I believe that will be going over $30.

We look ahead to the next year, the number is now, can NVIDIA hit $40 per share?

I believe that’s more or less what you’re looking at, how the market is valuing this company right now, because NVIDIA, if it’s trading for less than $1,200 per share, divide by that $40 in next year’s EPS, that’s still less than 30 times forward earnings for a company that might be at the forefront of a trend that, let’s face it, no one’s gotten a handle on how big it can be.

And many will argue NVIDIA right now is at a cyclical peak, I should say, and that may prove true.

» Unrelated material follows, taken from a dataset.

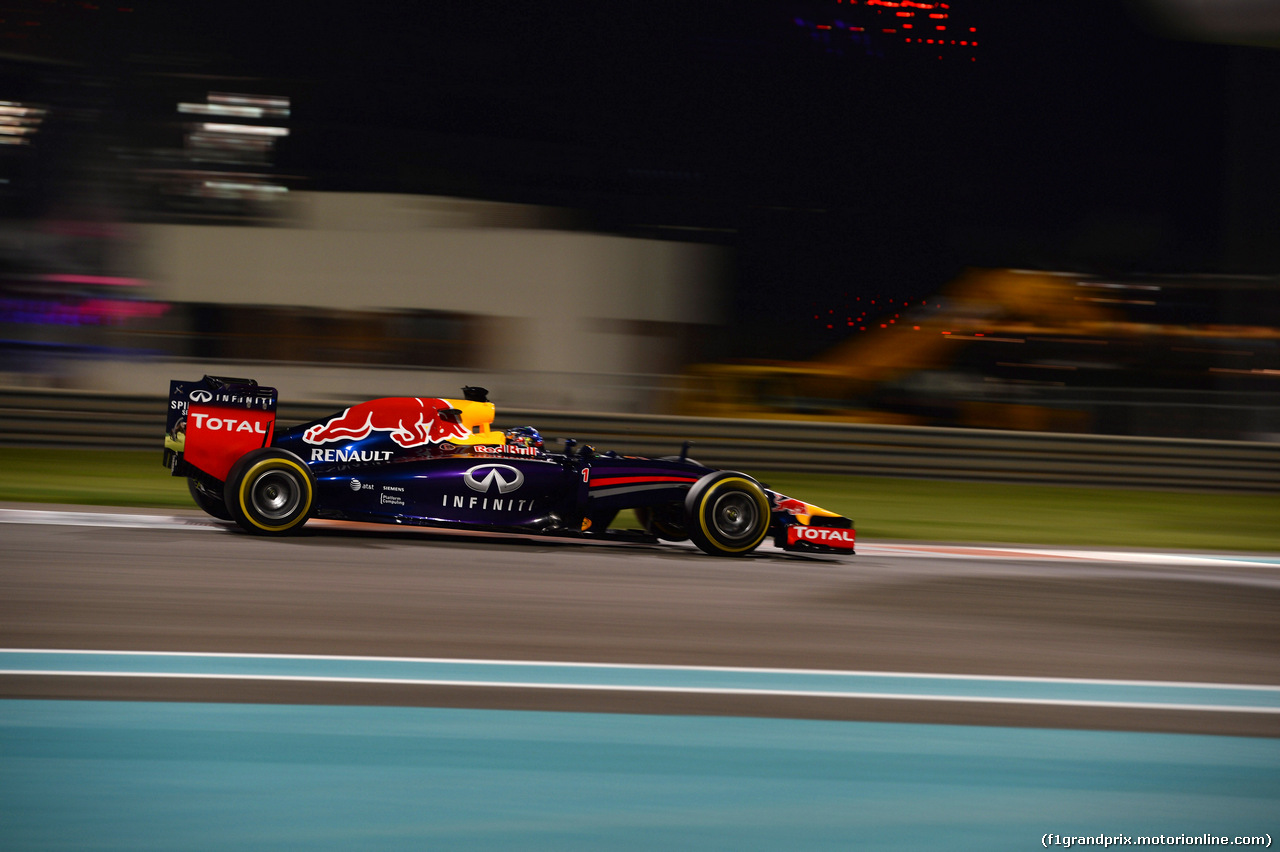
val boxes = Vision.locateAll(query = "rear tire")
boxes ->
[684,471,771,557]
[223,449,314,536]
[187,477,233,521]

But again, here’s the thing.

AI sales are still growing.

And until there seems to be an abatement in demand or NVIDIA doesn’t exceed expectations, I don’t think you can see this stock trade for a ratio of less than something like 30 times the next year’s earnings, especially in an environment where every other big tech company is trying out those same multiples.

So long story short, I believe that’s the reason NVIDIA is trading so strongly after earnings because it’s one more event that keeps raising the ante on how much they can earn next year.

And with them earning this amount next year, they’re not going to trade lower than their big tech peers.

Eric, I think this is such a wonderful point.

You know, so many people, myself included, are looking at the split announcement here as driving this growth when really what they should be looking at.

And we need to remember the markets are forward-looking.

They are going to be valuing NVIDIA based on what happens next year and the years after.

So the split, it might be a sign of business confidence, but people aren’t actually sending shares higher because of that announcement.

They’re looking for their forward-looking, which is what markets are, and they’re valuing NVIDIA as the most critical picks and shovel play for what might be the greatest technology we’ve ever seen.